The Deserving Rich
Liberals and other whiners are bothered by the decreasing social mobility in the US. Statistics show that the US does poorly on measures of social mobility compared to Europe or our own recent past. Michael Barone knows the reason, and it's not any of those silly things like a strongly regressive tax policy or the various anti-labor policies of the Reagan-Bush-Clinton-Bush decades. He quotes with approval one John Parker:
"America," concludes Parker, "is becoming a stratified society based on education: a meritocracy."
And adds:
Meritocracy may mean less mobility, but that is bearable if, as [David f&%#@!g] Brooks says, "America is becoming more virtuous."

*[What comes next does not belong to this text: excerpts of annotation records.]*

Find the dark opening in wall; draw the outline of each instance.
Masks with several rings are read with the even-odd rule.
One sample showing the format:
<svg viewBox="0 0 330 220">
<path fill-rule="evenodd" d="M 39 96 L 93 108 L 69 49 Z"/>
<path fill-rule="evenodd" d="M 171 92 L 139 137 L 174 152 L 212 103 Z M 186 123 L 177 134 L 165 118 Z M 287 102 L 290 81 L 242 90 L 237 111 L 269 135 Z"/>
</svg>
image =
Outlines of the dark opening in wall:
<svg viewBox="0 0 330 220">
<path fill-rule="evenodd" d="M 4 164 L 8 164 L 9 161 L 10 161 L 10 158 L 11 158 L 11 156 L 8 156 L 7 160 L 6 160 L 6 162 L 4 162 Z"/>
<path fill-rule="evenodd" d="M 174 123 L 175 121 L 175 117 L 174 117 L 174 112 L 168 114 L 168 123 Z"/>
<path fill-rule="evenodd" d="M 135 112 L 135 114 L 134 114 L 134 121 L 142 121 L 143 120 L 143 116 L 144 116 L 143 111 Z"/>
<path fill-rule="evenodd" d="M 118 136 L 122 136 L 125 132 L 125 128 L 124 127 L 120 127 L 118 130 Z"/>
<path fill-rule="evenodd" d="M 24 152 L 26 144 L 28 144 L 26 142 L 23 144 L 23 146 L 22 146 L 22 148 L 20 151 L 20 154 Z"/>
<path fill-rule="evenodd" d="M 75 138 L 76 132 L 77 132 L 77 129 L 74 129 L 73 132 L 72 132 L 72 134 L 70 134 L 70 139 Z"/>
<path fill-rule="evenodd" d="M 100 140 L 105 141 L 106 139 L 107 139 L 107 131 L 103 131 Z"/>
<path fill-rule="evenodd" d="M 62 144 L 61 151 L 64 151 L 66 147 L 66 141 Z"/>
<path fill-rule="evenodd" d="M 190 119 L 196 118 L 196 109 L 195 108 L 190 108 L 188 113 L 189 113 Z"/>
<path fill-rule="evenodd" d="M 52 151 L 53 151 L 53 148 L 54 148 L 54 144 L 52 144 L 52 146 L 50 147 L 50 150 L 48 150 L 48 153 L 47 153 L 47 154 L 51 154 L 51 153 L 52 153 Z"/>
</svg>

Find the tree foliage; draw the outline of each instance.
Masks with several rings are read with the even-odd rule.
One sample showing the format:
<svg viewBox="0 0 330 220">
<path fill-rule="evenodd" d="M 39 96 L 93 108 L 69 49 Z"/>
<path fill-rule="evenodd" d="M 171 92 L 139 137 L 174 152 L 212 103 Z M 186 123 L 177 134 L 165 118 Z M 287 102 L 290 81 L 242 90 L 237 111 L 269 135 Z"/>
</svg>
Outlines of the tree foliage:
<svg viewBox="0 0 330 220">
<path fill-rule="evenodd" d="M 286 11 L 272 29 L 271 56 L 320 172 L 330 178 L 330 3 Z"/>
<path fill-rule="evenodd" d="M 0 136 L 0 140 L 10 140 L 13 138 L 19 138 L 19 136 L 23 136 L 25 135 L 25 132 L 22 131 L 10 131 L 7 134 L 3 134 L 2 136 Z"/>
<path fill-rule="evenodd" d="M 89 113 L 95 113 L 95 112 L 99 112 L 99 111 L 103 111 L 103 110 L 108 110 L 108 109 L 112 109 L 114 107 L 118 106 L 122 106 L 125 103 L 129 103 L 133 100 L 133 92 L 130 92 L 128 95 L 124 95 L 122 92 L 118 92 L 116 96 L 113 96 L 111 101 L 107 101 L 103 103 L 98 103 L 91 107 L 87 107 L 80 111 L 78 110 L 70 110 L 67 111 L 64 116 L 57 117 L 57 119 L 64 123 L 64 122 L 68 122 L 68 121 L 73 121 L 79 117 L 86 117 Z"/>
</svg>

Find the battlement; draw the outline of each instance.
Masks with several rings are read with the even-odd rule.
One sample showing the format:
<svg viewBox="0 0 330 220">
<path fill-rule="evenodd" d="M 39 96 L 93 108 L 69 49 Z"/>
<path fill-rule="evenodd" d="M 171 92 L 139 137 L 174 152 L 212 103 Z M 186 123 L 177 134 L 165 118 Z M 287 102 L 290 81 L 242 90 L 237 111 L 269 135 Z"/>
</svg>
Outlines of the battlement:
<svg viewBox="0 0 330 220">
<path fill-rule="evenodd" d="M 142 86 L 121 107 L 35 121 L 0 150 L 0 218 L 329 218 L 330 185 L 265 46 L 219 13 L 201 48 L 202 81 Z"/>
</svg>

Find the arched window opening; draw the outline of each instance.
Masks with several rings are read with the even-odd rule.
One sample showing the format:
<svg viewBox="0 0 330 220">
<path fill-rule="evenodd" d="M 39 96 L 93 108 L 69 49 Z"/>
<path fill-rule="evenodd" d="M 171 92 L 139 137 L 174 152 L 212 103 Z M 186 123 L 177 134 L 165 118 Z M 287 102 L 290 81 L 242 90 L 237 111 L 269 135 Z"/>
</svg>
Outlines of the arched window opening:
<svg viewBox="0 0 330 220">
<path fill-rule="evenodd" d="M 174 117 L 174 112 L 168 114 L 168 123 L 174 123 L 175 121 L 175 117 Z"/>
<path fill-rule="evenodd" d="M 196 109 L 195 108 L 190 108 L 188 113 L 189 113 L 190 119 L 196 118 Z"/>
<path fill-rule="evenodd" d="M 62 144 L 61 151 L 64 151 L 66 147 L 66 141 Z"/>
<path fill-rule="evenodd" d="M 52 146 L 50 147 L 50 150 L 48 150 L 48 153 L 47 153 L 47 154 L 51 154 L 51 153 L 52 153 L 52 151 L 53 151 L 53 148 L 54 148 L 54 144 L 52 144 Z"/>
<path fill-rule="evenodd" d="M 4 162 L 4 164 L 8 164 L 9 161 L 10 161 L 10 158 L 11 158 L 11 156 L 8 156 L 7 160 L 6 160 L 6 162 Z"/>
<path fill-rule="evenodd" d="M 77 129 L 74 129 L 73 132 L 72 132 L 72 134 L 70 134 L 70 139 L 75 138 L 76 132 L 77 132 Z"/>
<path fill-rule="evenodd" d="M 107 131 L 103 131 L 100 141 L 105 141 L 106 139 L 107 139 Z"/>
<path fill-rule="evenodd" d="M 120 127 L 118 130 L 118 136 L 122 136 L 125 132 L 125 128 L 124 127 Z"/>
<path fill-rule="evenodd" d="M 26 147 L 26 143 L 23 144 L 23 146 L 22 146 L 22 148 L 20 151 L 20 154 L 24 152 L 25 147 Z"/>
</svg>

The rich are rich because they deserve to be. I don't want to try to argue with that. (Brad DeLong is less standoffish: He lays some heavy Econospeak on it.) I'm not rich nor especially meritorious, and who could doubt that we wouldn't all be poorer if Paris Hilton were.
Instead, I want to examine the policy implications of assuming that the rich constitute a natural genetic aristocracy. If that be so, clearly we are doing all these ambitious, brainy people a huge disservice by letting them coast on inherited wealth. Few things are more sapping of ambition than the knowledge that your needs will be generously provided for whether you lift a finger or no. More tragic, though, is the loss to the nation. What nation can afford to waste the cream of its youth on frivolity and dissipation?
The cure is simple but not quite pain free. Abolish inherited wealth, or at least most of it. Let the government take everything but say a million bucks. The natural genetic aristocracy will hardly be hindered by that - their superior brains and ambition, unburdened of the oppression of unearned income, will spur them to ever greater heights - lifting the nation with them.
And if Mr. Barone's theory is bullshit, it ought to be clear in a generation or two.